🎧Part 14: ||TEMENIN MAMA DI RS||

12 6 14
                                    


Niken baru saja pulang dijemput Roy. Hubungan Niken dan Roy cukup romantis, terkadang Anindita cemburu melihat hubungan mereka, tapi gaya pacaran mereka jauh beda dengan dirinya, sebab itu Anindita tidak terlalu ambil pusing. Tidak sebanding. Anindita meletakkan obat di atas meja, baru saja dia memberikannya pada mamanya.

"Anindita." Panggil mama Ruri.

"Iya, Ma." Anindita mendekat ke mamanya. Sebelah tangan digenggam olehnya.

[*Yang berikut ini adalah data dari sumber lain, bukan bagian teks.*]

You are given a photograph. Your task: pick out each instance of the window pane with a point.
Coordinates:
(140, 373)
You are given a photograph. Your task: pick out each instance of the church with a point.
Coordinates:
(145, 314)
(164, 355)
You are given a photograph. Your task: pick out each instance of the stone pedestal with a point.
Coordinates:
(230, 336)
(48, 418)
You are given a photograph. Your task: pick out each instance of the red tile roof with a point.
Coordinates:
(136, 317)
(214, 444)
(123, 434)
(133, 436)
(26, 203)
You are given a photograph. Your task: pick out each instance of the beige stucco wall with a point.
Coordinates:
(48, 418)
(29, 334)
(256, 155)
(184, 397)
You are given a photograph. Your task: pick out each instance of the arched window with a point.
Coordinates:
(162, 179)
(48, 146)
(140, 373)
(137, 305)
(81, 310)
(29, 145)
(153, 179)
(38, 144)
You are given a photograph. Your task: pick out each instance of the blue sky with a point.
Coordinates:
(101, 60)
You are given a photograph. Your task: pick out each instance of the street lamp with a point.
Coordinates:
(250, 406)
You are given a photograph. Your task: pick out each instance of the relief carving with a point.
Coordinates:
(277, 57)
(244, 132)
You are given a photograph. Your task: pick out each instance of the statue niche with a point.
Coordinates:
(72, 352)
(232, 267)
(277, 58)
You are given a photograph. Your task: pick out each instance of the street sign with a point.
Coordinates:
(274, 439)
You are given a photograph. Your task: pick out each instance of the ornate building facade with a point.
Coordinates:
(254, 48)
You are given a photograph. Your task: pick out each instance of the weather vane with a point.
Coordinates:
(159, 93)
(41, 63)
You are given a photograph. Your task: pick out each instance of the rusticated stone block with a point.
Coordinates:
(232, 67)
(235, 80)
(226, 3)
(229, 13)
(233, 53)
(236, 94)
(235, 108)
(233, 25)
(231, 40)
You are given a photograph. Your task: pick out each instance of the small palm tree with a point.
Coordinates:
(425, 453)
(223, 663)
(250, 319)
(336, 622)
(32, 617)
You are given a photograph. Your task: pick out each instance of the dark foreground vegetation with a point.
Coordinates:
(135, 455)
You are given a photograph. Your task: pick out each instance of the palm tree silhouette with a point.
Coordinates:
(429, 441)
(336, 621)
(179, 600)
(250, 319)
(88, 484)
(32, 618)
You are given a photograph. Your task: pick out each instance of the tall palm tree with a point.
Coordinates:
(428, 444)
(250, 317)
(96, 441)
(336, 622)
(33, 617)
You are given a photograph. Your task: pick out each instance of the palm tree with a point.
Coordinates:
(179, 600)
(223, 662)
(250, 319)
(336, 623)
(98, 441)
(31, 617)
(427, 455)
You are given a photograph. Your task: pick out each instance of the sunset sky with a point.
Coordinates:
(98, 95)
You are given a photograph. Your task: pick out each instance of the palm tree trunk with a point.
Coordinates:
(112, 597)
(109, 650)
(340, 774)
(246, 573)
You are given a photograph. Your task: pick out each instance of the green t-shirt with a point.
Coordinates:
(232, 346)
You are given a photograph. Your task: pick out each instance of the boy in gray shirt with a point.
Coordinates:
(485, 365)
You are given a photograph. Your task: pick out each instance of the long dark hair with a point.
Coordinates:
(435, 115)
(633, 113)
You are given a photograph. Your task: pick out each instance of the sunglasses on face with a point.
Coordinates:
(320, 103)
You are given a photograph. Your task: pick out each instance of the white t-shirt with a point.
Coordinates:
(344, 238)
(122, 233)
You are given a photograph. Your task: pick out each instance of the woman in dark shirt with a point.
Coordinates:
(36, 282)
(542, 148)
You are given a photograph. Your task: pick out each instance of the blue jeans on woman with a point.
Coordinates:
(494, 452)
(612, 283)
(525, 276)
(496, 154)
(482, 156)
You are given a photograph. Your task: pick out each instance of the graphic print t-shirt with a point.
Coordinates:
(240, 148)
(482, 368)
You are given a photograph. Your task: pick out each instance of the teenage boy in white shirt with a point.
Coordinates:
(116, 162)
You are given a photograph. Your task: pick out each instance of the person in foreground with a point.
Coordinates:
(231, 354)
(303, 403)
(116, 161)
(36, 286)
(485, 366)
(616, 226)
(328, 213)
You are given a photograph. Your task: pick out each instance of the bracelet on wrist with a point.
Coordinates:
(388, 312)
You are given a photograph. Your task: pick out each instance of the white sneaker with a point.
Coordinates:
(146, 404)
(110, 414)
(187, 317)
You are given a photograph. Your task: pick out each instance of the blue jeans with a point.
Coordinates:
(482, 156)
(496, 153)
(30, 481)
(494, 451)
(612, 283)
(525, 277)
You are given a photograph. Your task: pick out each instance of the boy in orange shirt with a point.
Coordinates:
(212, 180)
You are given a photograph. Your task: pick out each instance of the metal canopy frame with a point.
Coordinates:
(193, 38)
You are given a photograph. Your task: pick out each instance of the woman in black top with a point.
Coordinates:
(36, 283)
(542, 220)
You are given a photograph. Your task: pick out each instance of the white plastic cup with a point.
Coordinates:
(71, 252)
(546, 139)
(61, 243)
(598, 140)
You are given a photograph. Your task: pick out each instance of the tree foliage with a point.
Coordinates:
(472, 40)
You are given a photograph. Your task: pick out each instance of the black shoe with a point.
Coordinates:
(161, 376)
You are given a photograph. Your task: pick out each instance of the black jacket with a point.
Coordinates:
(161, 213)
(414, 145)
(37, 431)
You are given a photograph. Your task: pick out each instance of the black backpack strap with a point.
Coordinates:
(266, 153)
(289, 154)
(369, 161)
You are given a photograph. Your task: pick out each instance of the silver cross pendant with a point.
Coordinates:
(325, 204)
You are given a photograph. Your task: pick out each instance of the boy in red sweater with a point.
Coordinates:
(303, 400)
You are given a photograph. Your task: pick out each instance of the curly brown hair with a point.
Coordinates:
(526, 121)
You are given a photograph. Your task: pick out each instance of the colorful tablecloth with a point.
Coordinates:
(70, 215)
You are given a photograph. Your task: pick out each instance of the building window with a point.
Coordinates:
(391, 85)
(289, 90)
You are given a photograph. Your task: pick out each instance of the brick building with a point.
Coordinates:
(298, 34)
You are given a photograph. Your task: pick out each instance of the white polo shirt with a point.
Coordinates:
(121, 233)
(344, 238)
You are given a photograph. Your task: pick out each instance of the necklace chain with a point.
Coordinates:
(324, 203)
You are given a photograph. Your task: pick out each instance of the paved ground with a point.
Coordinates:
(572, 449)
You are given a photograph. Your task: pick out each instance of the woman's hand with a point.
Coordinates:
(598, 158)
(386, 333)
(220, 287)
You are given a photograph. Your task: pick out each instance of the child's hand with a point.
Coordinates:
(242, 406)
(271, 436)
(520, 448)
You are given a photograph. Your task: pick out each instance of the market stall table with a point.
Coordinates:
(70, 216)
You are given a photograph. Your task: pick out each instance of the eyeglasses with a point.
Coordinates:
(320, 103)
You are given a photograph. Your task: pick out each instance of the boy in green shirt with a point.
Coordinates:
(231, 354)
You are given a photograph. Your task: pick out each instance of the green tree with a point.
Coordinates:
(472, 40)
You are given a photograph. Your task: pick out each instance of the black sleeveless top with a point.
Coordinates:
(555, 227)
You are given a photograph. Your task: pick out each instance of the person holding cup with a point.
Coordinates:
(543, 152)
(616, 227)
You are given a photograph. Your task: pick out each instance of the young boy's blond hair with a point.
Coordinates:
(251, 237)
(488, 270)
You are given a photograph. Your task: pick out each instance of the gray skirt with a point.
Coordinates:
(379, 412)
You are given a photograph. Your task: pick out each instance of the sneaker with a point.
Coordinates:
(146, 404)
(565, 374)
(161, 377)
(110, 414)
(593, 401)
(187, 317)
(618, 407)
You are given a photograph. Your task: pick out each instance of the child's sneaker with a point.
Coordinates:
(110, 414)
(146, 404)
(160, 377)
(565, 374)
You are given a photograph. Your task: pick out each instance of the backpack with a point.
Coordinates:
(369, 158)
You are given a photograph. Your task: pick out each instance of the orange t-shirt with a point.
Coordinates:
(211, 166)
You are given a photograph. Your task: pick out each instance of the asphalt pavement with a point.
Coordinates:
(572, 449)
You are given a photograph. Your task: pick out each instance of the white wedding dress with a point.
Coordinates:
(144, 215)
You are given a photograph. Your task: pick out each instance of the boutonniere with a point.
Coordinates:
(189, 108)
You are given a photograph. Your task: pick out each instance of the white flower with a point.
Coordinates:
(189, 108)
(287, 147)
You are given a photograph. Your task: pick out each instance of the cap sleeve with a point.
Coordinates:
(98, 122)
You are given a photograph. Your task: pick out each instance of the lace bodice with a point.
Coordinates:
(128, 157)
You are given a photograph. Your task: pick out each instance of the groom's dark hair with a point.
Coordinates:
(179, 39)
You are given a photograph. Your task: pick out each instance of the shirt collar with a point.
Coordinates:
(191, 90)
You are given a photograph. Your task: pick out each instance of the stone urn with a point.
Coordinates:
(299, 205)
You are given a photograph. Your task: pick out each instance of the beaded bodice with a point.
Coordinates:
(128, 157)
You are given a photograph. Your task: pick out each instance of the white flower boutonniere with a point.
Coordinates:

"Mama lihat kamu seperti ada masalah, kamu kenapa?" tanyanya yang tidak usah diragukan lagi, kenapa harus bertanya begitu pada anaknya, sejatinya hati seorang ibu akan lebih peka terhadap anak-anaknya. Alih-alih bingung untuk menjawab, Anindita mencoba merangkai alasan terbaiknya.

"Memangnya Anindita kenapa, Ma. Anindita enggak papa, kok."

"Mulut kamu bisa berbohong, tapi mata kamu mengabarkan bahwa ada masalah dalam diri kamu. Apa? Ayo cerita?" kata mama Ruri dengan suara yang lemas dan sesekali bicaranya terhenti.

"Ma, bukan aku enggak mau cerita sama Mama, tapi ini bukan waktu yang tepat, Ma. Mama harus istirahat dan enggak boleh banyak pikiran." Anindita berusaha membuat mamanya paham akan kondisi dirinya yang lemah tak berdaya.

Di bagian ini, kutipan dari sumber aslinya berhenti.